3. Use Resource Pools to track SQL Server licensing. Microsoft’s virtualization licensing for SQL Server is notoriously complex. Starting with SQL Server 2008R2, only Datacenter Edition ($60k/cpu socket) provides unlimited virtualization rights. Enterprise Edition ($30k/cpu socket) provides just four VMs. Tracking these closely with VMware Resource Pools can result in huge cost savings. If SQL Servers are allowed to move to any host in the VMware cluster, then a licensing audit can produce staggering costs.
2. Use VMware HA for high availability. If your users can tolerate a SQL Server outage of 2-3 minutes, VMware HA is much easier to manage than a SQL Server cluster. If your users require less than 30 seconds of downtime, consider implementing a physical SQL Server cluster instead. SQL Server clusters are tricky enough to manage on their own, and doing them inside VMware adds an impractical level of management on servers that can’t be down for more than 30 seconds.

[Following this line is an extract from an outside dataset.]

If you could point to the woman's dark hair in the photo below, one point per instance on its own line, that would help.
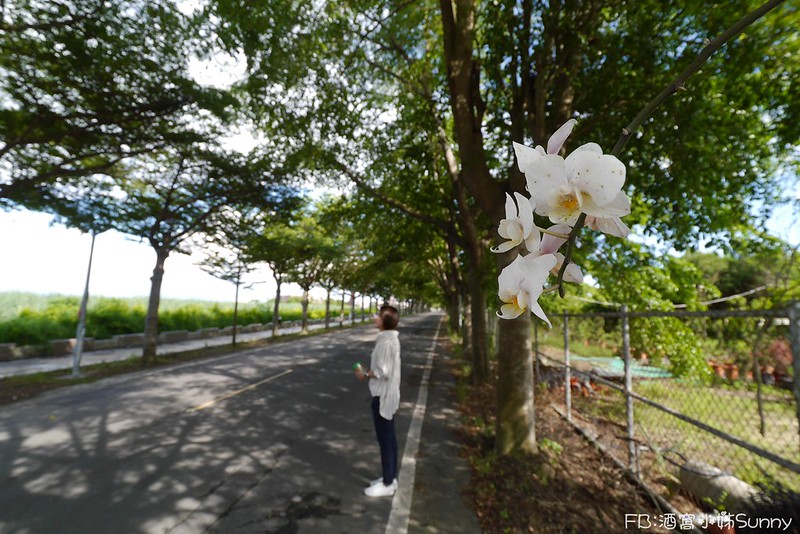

1. Virtualize small SQL Servers first. Start by gaining experience with 1-2 vCPU servers with under 16GB of memory. As the company’s sysadmins grow accustomed to how SQL Server uses CPU and memory in a virtual environment, they’ll be more confident virtualizing larger servers. If the DBAs and sysadmins don’t get along when trying to pin down performance problems on smaller servers, they’re going to be very adversarial when dealing with larger servers.
Wow – That’s a Demanding List!
I know what you’re thinking: “This outside consultant is greedy and expects everybody to dump tons of money into their SQL Servers. He’s asking for the moon. Nobody does this in real life.”
Let’s rewind back to the beginning of the recommendations where I said, “When a company is doing all of these things, odds are they’re going to be very happy with their virtual SQL Servers.” You can certainly skimp on some of these items and still stand a pretty good chance of being happy with your SQL Server performance.
The more items you skimp on, the worse your chances become. If you implement a virtual SQL Server with 32GB of memory trying to cache 250GB of databases on RAID 5 storage, hooked up via 1GB iSCSI, with no prior experience virtualizing SQL Servers of that size, odds are you’re going to be miserable. Users will scream and complain, and you’ll bring in an outsider who will track the problems back to these types of recommendations. Keep my contact info handy.